Overview

Safety and Efficacy of Alemtuzumab in Pediatric Intestinal Transplantation

Status:
Completed

Trial end date:
2014-11-01

Target enrollment:
0

Participant gender:
All

Summary

This open-label clinical trial will evaluate the safety and efficacy of Alemtuzumab (Campath, Bayer Corp., Pittsburgh) in children (0-17) and adults (18-25) receiving intestinal transplant. Seventy-five subjects receiving primary or repeat intestine transplantation will be enrolled. Primary endpoints include the incidence and severity of biopsy-proven acute cellular rejection, the incidence of freedom from steroids at 5 years, and the incidence of subjects with steroid-free Tacrolimus at whole blood concentrations < 10 ng/ml.

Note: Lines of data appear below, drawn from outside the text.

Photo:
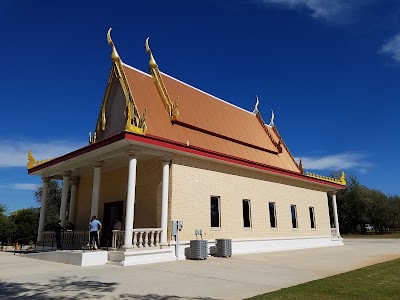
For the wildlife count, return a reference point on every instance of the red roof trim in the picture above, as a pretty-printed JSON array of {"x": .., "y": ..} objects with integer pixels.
[
  {"x": 86, "y": 149},
  {"x": 183, "y": 124},
  {"x": 161, "y": 142}
]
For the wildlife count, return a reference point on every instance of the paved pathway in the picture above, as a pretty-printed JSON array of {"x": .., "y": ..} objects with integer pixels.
[{"x": 237, "y": 277}]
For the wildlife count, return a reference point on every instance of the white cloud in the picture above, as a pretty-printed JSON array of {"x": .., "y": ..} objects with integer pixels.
[
  {"x": 343, "y": 161},
  {"x": 15, "y": 153},
  {"x": 329, "y": 10},
  {"x": 392, "y": 48}
]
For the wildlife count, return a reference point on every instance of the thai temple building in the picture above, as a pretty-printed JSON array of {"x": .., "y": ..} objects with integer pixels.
[{"x": 162, "y": 151}]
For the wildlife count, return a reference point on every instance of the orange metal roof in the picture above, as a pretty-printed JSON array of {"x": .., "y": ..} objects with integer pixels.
[{"x": 209, "y": 123}]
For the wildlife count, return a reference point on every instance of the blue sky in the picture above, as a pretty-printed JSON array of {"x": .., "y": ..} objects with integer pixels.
[{"x": 330, "y": 71}]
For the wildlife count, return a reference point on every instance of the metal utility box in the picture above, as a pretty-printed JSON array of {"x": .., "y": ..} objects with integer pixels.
[
  {"x": 224, "y": 247},
  {"x": 198, "y": 249},
  {"x": 176, "y": 226}
]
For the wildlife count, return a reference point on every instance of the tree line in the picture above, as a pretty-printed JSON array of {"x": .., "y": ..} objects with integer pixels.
[
  {"x": 23, "y": 223},
  {"x": 358, "y": 205}
]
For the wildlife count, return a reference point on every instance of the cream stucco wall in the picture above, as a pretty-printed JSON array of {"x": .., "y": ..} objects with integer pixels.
[
  {"x": 113, "y": 187},
  {"x": 194, "y": 181}
]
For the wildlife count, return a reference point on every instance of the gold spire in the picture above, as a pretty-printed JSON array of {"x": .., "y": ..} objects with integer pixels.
[
  {"x": 31, "y": 160},
  {"x": 301, "y": 166},
  {"x": 114, "y": 54},
  {"x": 256, "y": 106},
  {"x": 171, "y": 108},
  {"x": 343, "y": 178},
  {"x": 152, "y": 61}
]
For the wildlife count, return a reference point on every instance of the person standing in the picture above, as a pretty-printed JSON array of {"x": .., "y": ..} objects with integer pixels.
[
  {"x": 117, "y": 224},
  {"x": 58, "y": 229},
  {"x": 94, "y": 228}
]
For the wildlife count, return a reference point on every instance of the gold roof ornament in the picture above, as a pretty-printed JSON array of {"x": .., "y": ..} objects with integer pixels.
[
  {"x": 133, "y": 121},
  {"x": 152, "y": 61},
  {"x": 114, "y": 54},
  {"x": 171, "y": 108},
  {"x": 271, "y": 123},
  {"x": 32, "y": 162},
  {"x": 256, "y": 106},
  {"x": 301, "y": 166},
  {"x": 341, "y": 180}
]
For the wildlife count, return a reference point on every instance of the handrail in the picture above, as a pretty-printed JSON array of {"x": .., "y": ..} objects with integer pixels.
[{"x": 141, "y": 238}]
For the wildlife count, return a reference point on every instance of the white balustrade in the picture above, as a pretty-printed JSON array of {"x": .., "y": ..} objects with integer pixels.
[{"x": 141, "y": 238}]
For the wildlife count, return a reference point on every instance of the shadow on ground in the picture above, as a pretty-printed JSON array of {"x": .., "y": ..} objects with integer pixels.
[{"x": 68, "y": 288}]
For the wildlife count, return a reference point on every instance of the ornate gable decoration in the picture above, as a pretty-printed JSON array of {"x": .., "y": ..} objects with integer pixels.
[
  {"x": 32, "y": 162},
  {"x": 341, "y": 180},
  {"x": 171, "y": 108},
  {"x": 134, "y": 122}
]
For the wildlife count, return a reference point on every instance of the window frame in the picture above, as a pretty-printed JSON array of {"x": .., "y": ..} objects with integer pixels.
[
  {"x": 275, "y": 225},
  {"x": 311, "y": 210},
  {"x": 249, "y": 214},
  {"x": 219, "y": 212},
  {"x": 293, "y": 213}
]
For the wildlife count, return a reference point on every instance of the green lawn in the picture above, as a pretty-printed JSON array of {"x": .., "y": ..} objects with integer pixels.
[{"x": 380, "y": 282}]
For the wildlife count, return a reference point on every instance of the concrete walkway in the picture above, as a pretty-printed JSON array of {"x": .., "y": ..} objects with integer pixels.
[{"x": 237, "y": 277}]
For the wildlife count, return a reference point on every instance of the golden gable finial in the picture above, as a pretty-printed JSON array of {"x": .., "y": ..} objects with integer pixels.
[
  {"x": 31, "y": 160},
  {"x": 343, "y": 178},
  {"x": 152, "y": 61},
  {"x": 256, "y": 106},
  {"x": 114, "y": 54},
  {"x": 301, "y": 166}
]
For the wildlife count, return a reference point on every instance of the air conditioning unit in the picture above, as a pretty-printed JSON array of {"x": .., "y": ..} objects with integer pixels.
[
  {"x": 198, "y": 249},
  {"x": 224, "y": 247}
]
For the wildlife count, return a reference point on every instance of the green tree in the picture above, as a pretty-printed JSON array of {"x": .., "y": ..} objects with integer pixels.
[
  {"x": 53, "y": 203},
  {"x": 26, "y": 222},
  {"x": 7, "y": 228}
]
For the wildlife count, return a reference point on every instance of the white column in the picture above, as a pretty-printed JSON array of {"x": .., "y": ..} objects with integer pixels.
[
  {"x": 164, "y": 201},
  {"x": 72, "y": 204},
  {"x": 42, "y": 217},
  {"x": 130, "y": 202},
  {"x": 335, "y": 215},
  {"x": 64, "y": 197},
  {"x": 96, "y": 189}
]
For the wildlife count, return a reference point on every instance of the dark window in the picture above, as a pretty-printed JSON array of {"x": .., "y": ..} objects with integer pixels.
[
  {"x": 312, "y": 217},
  {"x": 272, "y": 214},
  {"x": 215, "y": 219},
  {"x": 293, "y": 210},
  {"x": 246, "y": 214}
]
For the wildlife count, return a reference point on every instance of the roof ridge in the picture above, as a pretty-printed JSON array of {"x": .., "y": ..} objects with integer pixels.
[
  {"x": 215, "y": 97},
  {"x": 284, "y": 145},
  {"x": 195, "y": 88},
  {"x": 135, "y": 69}
]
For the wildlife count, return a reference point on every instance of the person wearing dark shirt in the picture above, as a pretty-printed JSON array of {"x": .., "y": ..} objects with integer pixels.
[
  {"x": 70, "y": 226},
  {"x": 58, "y": 229}
]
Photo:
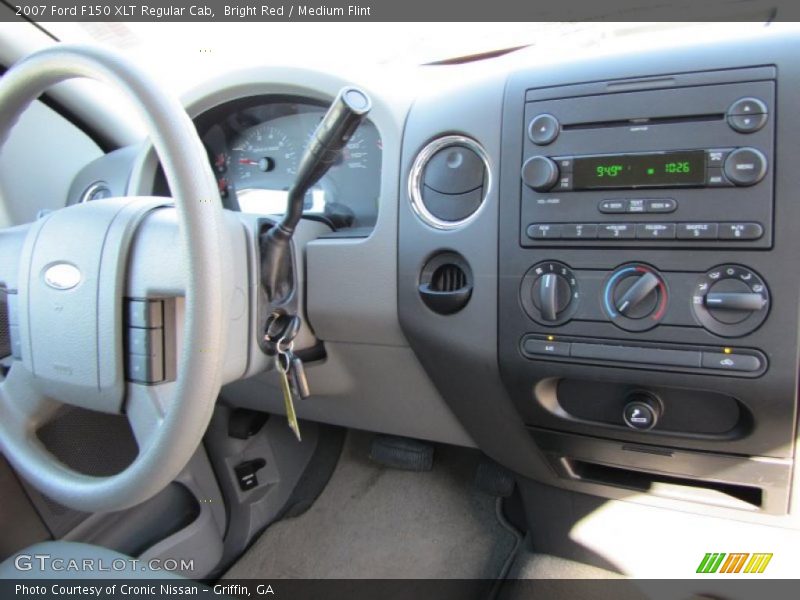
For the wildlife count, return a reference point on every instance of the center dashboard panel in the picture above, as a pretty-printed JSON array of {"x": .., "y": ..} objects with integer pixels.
[{"x": 646, "y": 294}]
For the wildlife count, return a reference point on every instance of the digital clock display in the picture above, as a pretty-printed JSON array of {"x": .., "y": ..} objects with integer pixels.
[{"x": 652, "y": 169}]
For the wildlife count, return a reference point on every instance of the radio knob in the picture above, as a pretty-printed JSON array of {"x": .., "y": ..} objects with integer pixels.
[
  {"x": 745, "y": 166},
  {"x": 540, "y": 173}
]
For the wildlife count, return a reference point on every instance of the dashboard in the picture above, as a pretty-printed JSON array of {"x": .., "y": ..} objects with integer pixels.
[{"x": 585, "y": 268}]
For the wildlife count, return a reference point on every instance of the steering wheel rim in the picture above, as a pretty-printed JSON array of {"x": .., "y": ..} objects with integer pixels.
[{"x": 168, "y": 429}]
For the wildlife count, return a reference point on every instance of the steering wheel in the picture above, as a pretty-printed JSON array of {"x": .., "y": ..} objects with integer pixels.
[{"x": 67, "y": 275}]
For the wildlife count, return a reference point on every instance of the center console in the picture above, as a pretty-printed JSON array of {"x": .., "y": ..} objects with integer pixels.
[{"x": 647, "y": 330}]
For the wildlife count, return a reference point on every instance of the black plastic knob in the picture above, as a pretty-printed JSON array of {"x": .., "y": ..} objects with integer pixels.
[
  {"x": 551, "y": 295},
  {"x": 641, "y": 412},
  {"x": 540, "y": 173}
]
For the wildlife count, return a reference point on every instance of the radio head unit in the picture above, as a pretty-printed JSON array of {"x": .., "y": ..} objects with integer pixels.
[{"x": 676, "y": 173}]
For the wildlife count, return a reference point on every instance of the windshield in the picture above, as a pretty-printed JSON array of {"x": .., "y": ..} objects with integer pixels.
[{"x": 185, "y": 54}]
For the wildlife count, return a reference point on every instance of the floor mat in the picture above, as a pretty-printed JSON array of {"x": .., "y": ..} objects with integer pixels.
[{"x": 375, "y": 522}]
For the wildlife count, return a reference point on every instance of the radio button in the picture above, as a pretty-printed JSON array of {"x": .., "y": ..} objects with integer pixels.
[
  {"x": 747, "y": 123},
  {"x": 715, "y": 177},
  {"x": 665, "y": 205},
  {"x": 697, "y": 231},
  {"x": 564, "y": 182},
  {"x": 745, "y": 166},
  {"x": 614, "y": 231},
  {"x": 748, "y": 106},
  {"x": 544, "y": 231},
  {"x": 655, "y": 231},
  {"x": 613, "y": 206},
  {"x": 544, "y": 129},
  {"x": 740, "y": 231},
  {"x": 636, "y": 206},
  {"x": 579, "y": 231},
  {"x": 564, "y": 163},
  {"x": 716, "y": 157}
]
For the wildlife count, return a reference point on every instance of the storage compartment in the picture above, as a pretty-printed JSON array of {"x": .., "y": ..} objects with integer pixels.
[
  {"x": 618, "y": 470},
  {"x": 684, "y": 411},
  {"x": 681, "y": 488}
]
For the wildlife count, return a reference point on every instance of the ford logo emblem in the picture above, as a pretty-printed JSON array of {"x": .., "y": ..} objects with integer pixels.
[{"x": 62, "y": 276}]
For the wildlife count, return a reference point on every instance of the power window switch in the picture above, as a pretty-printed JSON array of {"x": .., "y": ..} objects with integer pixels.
[
  {"x": 146, "y": 342},
  {"x": 145, "y": 369},
  {"x": 145, "y": 313},
  {"x": 246, "y": 473}
]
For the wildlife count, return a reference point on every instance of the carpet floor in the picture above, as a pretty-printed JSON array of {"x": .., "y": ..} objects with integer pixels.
[{"x": 376, "y": 522}]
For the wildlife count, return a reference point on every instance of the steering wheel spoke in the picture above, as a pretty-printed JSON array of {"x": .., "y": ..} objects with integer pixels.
[{"x": 146, "y": 407}]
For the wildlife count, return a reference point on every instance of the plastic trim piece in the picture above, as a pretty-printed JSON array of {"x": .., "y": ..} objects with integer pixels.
[{"x": 418, "y": 168}]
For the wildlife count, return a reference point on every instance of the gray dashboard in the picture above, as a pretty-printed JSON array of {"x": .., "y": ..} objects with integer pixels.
[
  {"x": 540, "y": 365},
  {"x": 434, "y": 327}
]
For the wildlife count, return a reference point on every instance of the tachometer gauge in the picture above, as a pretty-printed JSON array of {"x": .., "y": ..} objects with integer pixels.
[
  {"x": 356, "y": 154},
  {"x": 264, "y": 156}
]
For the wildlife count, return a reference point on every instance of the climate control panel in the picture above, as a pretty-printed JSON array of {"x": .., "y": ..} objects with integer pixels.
[{"x": 728, "y": 301}]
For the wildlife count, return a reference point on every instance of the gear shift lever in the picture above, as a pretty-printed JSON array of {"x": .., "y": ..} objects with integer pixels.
[{"x": 349, "y": 107}]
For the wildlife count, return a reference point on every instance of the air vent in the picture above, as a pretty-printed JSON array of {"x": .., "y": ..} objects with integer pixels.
[
  {"x": 446, "y": 283},
  {"x": 448, "y": 278},
  {"x": 96, "y": 191},
  {"x": 449, "y": 181}
]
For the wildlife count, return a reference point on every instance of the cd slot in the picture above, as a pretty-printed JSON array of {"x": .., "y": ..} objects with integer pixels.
[{"x": 640, "y": 122}]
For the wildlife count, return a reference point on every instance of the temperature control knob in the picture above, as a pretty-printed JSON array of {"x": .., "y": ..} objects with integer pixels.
[
  {"x": 540, "y": 173},
  {"x": 635, "y": 297},
  {"x": 549, "y": 293},
  {"x": 730, "y": 300}
]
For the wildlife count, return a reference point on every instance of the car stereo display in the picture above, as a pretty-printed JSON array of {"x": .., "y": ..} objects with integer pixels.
[{"x": 651, "y": 169}]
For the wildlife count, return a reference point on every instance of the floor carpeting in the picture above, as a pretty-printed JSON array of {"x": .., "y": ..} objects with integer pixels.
[{"x": 375, "y": 522}]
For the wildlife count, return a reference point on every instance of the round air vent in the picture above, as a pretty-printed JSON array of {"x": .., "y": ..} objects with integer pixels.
[
  {"x": 445, "y": 284},
  {"x": 449, "y": 181}
]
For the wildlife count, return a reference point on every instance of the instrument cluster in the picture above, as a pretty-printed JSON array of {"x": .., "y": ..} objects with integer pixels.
[{"x": 255, "y": 146}]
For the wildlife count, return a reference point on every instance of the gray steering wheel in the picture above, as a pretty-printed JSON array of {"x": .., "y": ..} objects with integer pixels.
[{"x": 66, "y": 274}]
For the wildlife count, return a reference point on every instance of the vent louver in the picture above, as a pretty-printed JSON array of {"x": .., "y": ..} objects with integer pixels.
[
  {"x": 448, "y": 278},
  {"x": 445, "y": 284}
]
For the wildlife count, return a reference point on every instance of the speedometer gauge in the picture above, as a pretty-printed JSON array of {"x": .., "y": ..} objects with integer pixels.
[{"x": 264, "y": 156}]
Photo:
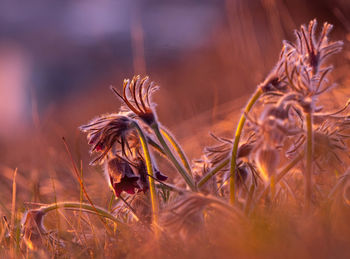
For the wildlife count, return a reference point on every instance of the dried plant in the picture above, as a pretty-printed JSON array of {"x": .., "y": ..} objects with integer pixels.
[{"x": 280, "y": 157}]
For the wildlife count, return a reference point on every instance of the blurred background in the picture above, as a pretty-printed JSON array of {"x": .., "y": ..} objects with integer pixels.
[{"x": 58, "y": 59}]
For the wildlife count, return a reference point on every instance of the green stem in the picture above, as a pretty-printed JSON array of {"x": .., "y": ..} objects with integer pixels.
[
  {"x": 177, "y": 148},
  {"x": 308, "y": 173},
  {"x": 155, "y": 145},
  {"x": 150, "y": 172},
  {"x": 238, "y": 134},
  {"x": 170, "y": 155},
  {"x": 212, "y": 172}
]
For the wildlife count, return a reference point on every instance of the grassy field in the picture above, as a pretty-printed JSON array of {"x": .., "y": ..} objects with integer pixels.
[{"x": 273, "y": 181}]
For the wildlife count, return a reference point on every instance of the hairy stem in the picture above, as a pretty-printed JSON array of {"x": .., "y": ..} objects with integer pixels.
[
  {"x": 177, "y": 148},
  {"x": 170, "y": 155},
  {"x": 237, "y": 137},
  {"x": 309, "y": 151},
  {"x": 212, "y": 172},
  {"x": 150, "y": 172}
]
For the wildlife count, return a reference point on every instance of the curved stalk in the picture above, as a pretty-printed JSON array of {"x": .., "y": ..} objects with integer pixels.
[
  {"x": 177, "y": 148},
  {"x": 212, "y": 172},
  {"x": 237, "y": 137},
  {"x": 154, "y": 201},
  {"x": 170, "y": 155},
  {"x": 309, "y": 151}
]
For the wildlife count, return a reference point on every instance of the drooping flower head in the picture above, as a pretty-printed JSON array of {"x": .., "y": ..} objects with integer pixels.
[
  {"x": 106, "y": 131},
  {"x": 137, "y": 97},
  {"x": 121, "y": 176}
]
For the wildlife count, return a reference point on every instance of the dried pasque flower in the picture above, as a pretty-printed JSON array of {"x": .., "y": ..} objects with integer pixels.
[
  {"x": 105, "y": 131},
  {"x": 141, "y": 169},
  {"x": 137, "y": 97},
  {"x": 303, "y": 61},
  {"x": 312, "y": 51},
  {"x": 121, "y": 176}
]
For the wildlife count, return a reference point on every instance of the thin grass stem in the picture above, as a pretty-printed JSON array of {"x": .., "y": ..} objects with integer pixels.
[
  {"x": 177, "y": 148},
  {"x": 237, "y": 137},
  {"x": 212, "y": 172},
  {"x": 81, "y": 206},
  {"x": 181, "y": 170},
  {"x": 309, "y": 154}
]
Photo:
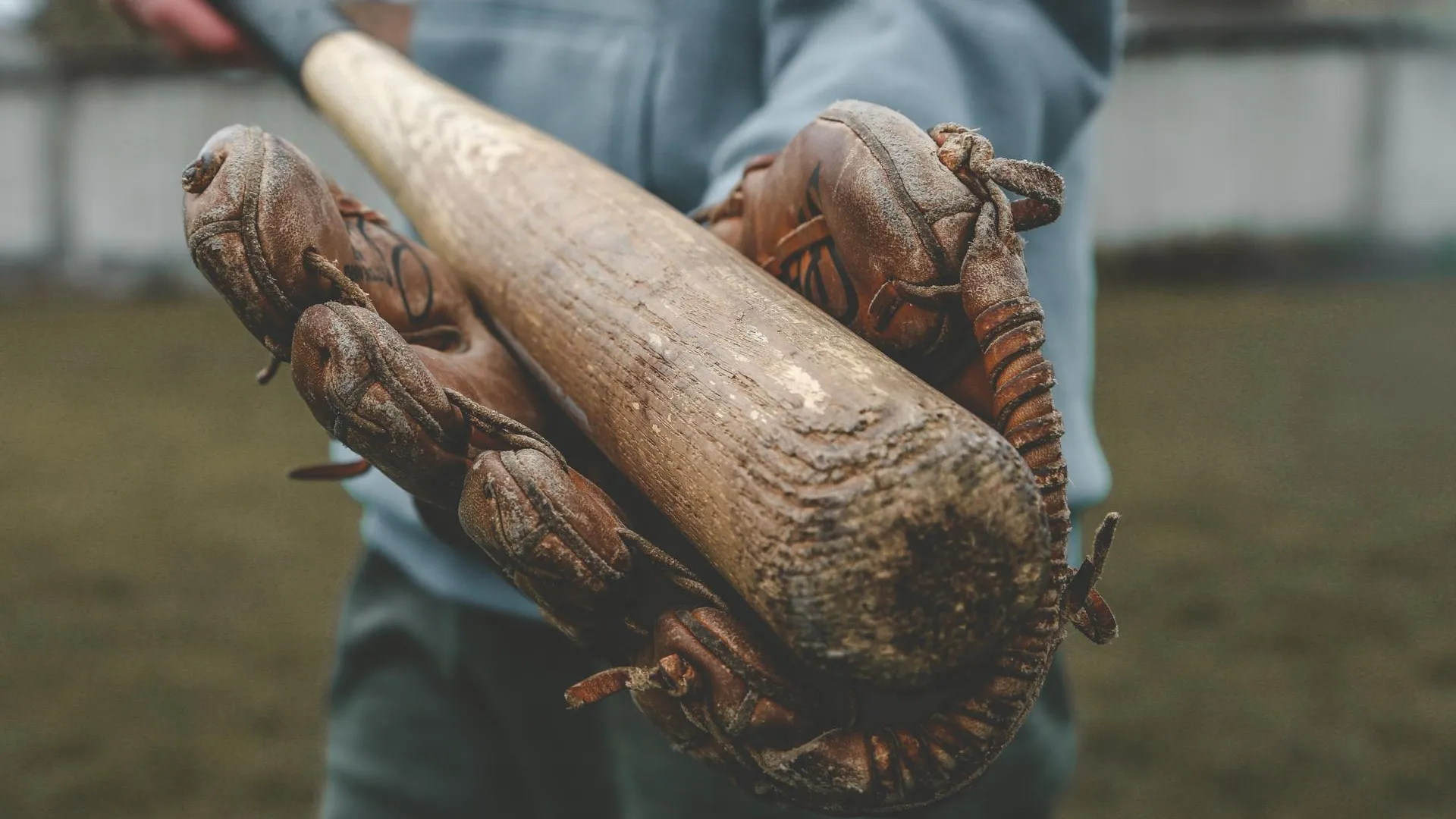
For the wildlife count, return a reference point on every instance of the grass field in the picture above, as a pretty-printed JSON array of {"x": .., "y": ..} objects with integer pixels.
[{"x": 1285, "y": 463}]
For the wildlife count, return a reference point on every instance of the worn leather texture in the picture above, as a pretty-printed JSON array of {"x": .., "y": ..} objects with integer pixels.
[{"x": 905, "y": 237}]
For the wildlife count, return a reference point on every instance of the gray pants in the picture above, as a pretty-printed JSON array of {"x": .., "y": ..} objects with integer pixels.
[{"x": 443, "y": 710}]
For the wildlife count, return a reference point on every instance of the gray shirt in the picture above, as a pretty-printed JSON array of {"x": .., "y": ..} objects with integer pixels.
[{"x": 679, "y": 93}]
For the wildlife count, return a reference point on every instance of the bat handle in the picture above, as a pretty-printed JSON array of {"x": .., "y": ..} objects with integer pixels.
[{"x": 284, "y": 30}]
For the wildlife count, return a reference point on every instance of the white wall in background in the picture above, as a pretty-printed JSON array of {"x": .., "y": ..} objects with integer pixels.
[
  {"x": 27, "y": 196},
  {"x": 1272, "y": 145}
]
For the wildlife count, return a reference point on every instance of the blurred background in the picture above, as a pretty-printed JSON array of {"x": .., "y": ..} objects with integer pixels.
[{"x": 1277, "y": 319}]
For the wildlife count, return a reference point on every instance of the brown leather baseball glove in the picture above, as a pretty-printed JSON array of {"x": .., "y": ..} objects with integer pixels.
[{"x": 906, "y": 238}]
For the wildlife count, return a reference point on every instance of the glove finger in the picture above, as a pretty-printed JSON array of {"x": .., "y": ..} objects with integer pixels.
[
  {"x": 254, "y": 209},
  {"x": 561, "y": 539},
  {"x": 379, "y": 397}
]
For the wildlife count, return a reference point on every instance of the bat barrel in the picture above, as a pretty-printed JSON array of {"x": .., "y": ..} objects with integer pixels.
[{"x": 880, "y": 529}]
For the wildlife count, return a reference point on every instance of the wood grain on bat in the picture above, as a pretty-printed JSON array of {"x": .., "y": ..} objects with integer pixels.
[{"x": 880, "y": 529}]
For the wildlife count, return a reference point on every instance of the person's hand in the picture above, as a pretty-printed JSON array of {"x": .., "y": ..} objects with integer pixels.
[{"x": 190, "y": 30}]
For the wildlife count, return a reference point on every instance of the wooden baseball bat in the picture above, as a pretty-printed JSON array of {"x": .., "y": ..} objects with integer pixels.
[{"x": 880, "y": 529}]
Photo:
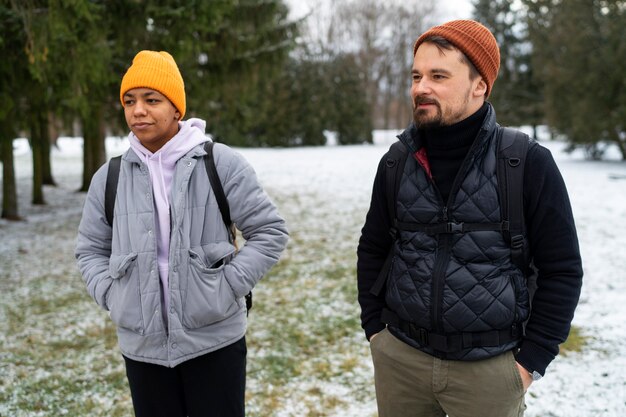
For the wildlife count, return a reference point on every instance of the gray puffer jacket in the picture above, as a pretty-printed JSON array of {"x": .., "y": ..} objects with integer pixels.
[{"x": 207, "y": 280}]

Secondary endpoints include a) incidence and severity of opportunistic infections (CMV and EBV), post-transplant lymphoproliferative disorder (PTLD), and chronic rejection b) use of non-immunosuppressive co-medications, c) time to repopulation of all lymphocyte subsets, d) longitudinal characterization of donor-specific alloreactivity in mixed lymphocyte responses (MLR), to identify the time at which it decreases to a level less than third-party-specific alloreactivity e) longitudinal expression (mRNA) of genes, to identify rejection- and non-rejection-specific genes and f) characterization of whole genome mutations, which show differences in parent-to-child transmission between rejectors and non-rejectors. This will identify rejection- and non-rejection-specific genes bearing genetic variants, which might impact on gene function, and complement candidate gene identification efforts based on SNP transmission.

Phase:

Phase 2

Accepts Healthy Volunteers?

Details

Lead Sponsor:

University of Pittsburgh

Treatments:

Alemtuzumab

Criteria

Inclusion Criteria:

- Age 0-25 years

- male and female

- Primary intestine transplantation, repeat intestine transplantation, and intestine
transplantation in the setting of a previous or simultaneous liver transplantation

Exclusion Criteria:

- documented non-compliance

- known hypersensitivity to egg protein

- pregnancy

- malignancy

- hepatitis C and B defined as anti-HCV antibody positive, and anti-Hepatitis B surface
antigen or Hepatitis B core antibody positive or HBV DNA positive.